People intentionally leave home because they are tired of their family and eager to experience something new outside; in a word, the sickness of home expels people out of their families.

Only after years of traveling would the concept of family remind people of the inborn

connection with home, as well as the invisible connection between individuals and family; so there comes the homesickness. The family members of David experience the process of being sick of home and being homesick before their union with David. Cynthia is sick of her sisters who always make fun of her and her reading, while Camilla and Valentine are tired of their parents, father and step- mother, who never listen to their explanations. After

determining to leave their home, these young adults can only visit other relatives in the hope of having a new home there in homesickness. The attempt to go “away from a bad home and towards the hope of a good one ” is realized, at least for the characters, through the comic marriage (Pettit 176).
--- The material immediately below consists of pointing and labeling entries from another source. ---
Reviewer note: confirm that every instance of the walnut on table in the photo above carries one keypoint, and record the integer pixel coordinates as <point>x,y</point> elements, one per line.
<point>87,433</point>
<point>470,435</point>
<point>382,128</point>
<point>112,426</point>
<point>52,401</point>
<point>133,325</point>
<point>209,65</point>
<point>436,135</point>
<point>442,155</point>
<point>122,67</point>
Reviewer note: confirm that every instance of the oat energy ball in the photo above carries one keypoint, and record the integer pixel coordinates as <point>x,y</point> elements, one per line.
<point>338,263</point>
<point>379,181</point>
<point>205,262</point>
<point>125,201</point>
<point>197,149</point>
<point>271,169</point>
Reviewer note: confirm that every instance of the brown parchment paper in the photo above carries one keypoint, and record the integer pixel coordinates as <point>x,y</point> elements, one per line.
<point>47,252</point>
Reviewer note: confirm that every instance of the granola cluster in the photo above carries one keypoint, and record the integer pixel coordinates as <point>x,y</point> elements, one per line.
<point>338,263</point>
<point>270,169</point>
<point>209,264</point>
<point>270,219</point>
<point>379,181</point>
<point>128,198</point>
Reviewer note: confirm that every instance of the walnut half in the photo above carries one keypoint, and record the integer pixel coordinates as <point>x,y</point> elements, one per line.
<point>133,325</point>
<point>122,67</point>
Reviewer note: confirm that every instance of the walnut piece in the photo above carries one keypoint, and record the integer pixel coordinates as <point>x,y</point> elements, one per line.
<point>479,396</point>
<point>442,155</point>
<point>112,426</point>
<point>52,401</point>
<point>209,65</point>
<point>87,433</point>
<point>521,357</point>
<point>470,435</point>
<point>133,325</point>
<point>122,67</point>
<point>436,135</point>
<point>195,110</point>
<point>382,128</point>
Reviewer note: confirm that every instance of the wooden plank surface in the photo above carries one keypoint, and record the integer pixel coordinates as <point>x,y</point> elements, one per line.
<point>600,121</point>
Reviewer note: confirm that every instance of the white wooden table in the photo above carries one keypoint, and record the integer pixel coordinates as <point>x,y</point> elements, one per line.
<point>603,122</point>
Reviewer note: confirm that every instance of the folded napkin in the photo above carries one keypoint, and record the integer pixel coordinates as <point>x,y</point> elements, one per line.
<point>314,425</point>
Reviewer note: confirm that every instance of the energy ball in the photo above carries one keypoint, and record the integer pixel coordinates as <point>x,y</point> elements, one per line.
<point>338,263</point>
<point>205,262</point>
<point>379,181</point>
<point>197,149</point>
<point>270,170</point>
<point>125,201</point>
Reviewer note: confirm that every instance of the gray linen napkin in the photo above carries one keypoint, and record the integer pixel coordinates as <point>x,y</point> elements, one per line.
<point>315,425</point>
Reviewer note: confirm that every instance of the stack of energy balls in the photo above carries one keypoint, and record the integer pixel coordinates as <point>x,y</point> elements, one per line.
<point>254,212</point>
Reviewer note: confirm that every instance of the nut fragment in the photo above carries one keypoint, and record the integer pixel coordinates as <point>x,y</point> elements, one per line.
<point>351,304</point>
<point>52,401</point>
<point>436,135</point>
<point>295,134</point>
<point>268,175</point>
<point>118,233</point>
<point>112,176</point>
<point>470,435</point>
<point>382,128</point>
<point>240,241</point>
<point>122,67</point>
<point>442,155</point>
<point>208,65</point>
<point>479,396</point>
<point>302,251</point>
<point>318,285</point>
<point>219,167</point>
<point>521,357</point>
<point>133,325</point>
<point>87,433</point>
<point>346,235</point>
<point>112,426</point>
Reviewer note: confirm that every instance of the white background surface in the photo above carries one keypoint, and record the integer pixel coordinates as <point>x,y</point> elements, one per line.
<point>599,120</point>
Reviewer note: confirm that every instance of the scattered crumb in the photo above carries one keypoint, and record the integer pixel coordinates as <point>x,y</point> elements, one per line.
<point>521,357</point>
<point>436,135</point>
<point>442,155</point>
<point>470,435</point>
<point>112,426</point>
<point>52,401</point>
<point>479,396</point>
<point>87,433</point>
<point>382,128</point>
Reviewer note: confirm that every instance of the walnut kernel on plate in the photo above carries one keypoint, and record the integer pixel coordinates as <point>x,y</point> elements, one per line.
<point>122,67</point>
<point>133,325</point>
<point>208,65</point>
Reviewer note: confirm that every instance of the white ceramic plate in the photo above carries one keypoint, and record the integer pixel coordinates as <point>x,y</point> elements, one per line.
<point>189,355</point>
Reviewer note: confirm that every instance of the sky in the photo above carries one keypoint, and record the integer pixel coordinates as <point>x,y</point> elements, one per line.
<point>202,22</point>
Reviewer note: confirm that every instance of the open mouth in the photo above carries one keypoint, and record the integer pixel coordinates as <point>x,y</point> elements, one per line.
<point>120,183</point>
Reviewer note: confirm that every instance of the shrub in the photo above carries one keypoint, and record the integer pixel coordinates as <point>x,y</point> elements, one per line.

The story-telling process promotes characters in clarifying their sickness and

homesickness of family; after the friendly sharing and listening, characters exchange their depressed pasts and happily receive amicable comfort. Readers may find a coincidence in all the spoken stories, or personal experience, with sadness and miseries placed as the main plot to illustrate the ambiguous “homesickness” among characters.

Sarah Fielding declares her intention to write a “Moral Romance” on the front page of her novel, telling her readers that the novel consists of various moral lessons and it is no doubt an educational reading. The novel is plotted in everyday London and focused on the everyday experience shared among people of eighteenth-century England in order to

encourage readers to recognize the novel as relevant to their surroundings. The tragic sadness is inevitable in moral lessons, because it is uneasy to teach an ethical lesson without contrasting the bad from the good. The novel would not be moral and educational if each of the characters were to be kind and lovely, and allowed to enjoy their happiness forever. As a result, all the pathetic stories told by characters make sense in fitting into the frame of Moral Romance. Abundant educational messages are there in the previous volumes, but not so much in the last one. Volume the Last is more like a contrasting situation to the ideal utopia in which readers are all of a sudden dragged. In the real world, there is no one willing to listen to others’ misfortunes as David does in early volumes, and no one pays attention to the frustrated experiences of the David family. Besides, none of the people around them pity the family, let alone help them. As long as these benevolent people have gathered together, they can only practice their kindness among each other. The sudden end with David dying of a serious illness shows the mocking of innocent benevolence, and

indicates death as the only way out.

In the educational story of Miss Nanny Johnson, readers are admonished to love sincerely. Once David’s fiancée, Miss Nanny Johnson follows the advice of her father to abandon David, and marries a rich elder man (33). As a novel emphasizing moral teaching, the vainglorious young woman is doomed for misfortune; she dies in sadness three days after her husband’s. Because of her father and her vanity, the woman makes a wrong decision on her marriage in wondering between true love and illusory fortune. There is a two- fold moral lesson in the story. First, it tells daughters not to marry because of the advice of greedy fathers; second, it asks people not to marry for money and vanity. If you do, only miserable death awaits you. In the following story, Fielding shows David meeting Camilla, and makes two virtuous people marry, as a clear contrast to the case of Miss Nanny Johnson. Virtue and family, the two significant factors in females, declare their moral lesson in the story.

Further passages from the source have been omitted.